I agree with bar counsel that the respondent has violated rule 4:01 1 § 17 (8), by engaging in legal work while disbarred, and the respondent does not argue otherwise. As for the appropriate "term" to impose before the respondent may apply for reinstatement, I accept the respondent's representations about his respect for the courts and the bar, and that he has a very strong interest in returning to practice. Nonetheless, I cannot ignore the nature and seriousness of the respondent's misconduct underlying this finding of rule violations. 2 In bar discipline cases generally, the primary consideration when considering sanction is "the effect upon, and perception of, the public and the bar." Matter of Finneran, 455 Mass. 722, 737 (2010) (quotation and citations omitted). That same consideration is relevant here. In the circumstances presented, 3 I conclude that eight years -- the same period of time that applies to disbarment itself -- is appropriate. The term is to run from the date of the respondent's plea, May 9, 2013.

ORDER

Based on the foregoing findings and conclusions, it is ordered that a separate judgment enter adjudicating the respondent, John C. McBride, in contempt of the order of disbarment entered in this matter on August 5, 2005. It is further ordered pursuant to S.J.C. Rule 4:01, § 17 (8), that the respondent may not be reinstated until after the expiration of eight years from May 9, 2013, and may not file a petition for reinstatement until three months prior to that date.

Margot Botsford
Associate Justice

Dated: September 25, 2013

 

1 The charges also included larceny over $250 (larceny of a credit card) i and identity fraud. The respondent received a continuance without a finding (CWOF) for one year on the credit card larceny charge (until May 7, 2014), and a CWOF on the identity fraud charge for two years (until May 6, 2015)

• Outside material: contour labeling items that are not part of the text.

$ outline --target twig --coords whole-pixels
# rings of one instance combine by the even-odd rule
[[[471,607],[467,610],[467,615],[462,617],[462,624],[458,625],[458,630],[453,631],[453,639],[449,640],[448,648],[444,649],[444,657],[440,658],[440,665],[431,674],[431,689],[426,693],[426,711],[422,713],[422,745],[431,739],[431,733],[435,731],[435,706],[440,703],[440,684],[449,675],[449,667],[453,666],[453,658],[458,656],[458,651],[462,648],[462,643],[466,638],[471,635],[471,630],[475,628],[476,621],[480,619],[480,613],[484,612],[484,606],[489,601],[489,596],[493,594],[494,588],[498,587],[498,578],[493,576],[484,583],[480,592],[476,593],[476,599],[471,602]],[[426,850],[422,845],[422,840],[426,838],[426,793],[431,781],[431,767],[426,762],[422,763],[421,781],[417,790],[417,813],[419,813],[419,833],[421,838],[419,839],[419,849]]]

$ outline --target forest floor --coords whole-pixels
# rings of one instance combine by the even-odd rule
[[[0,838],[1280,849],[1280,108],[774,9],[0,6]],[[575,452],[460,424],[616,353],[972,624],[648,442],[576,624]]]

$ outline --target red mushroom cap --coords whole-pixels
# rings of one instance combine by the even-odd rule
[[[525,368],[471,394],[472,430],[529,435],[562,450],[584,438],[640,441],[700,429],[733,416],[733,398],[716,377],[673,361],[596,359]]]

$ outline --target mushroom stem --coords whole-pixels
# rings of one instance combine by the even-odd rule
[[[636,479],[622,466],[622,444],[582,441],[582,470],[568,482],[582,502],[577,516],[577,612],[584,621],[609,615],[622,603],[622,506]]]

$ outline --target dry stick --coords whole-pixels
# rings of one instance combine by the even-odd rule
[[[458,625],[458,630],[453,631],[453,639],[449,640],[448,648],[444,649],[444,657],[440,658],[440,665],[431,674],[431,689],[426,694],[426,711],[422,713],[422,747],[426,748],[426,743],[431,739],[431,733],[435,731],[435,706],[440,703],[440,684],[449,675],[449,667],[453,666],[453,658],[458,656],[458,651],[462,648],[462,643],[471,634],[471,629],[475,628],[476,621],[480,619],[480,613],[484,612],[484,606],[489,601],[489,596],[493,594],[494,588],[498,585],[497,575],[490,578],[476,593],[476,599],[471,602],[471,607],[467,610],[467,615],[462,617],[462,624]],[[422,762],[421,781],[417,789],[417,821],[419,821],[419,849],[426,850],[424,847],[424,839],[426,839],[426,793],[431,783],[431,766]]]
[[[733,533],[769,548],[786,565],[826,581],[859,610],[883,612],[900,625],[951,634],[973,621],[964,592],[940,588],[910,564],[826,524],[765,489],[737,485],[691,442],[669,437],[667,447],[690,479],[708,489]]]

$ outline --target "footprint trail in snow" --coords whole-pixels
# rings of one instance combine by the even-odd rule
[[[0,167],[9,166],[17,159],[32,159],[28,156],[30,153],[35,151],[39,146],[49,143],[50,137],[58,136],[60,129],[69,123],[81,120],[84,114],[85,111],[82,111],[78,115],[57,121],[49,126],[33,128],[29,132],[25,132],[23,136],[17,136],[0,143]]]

The substance of these dispositions was presented to the judge by both parties as a negotiated plea proposal, although the parties proposed a continuance period of one year; the judge increased the continuance period from one to two years.

2 To repeat, the misconduct included holding himself out as a lawyer able to represent the two different individuals in question and taking them on as clients, forging a signature and cashing a settlement check in one case, and obtaining a legal retainer in the other. The seriousness of the misconduct is underscored by the fact that it gave rise to criminal charges against the respondent.

3 I am mindful that the additional offenses on which the respondent admitted to sufficient facts (see note 1, supra), while not related directly to the practice of law and S.J.C. Rule 4:01, § 17 (8), also reflect serious misconduct on the respondent's part.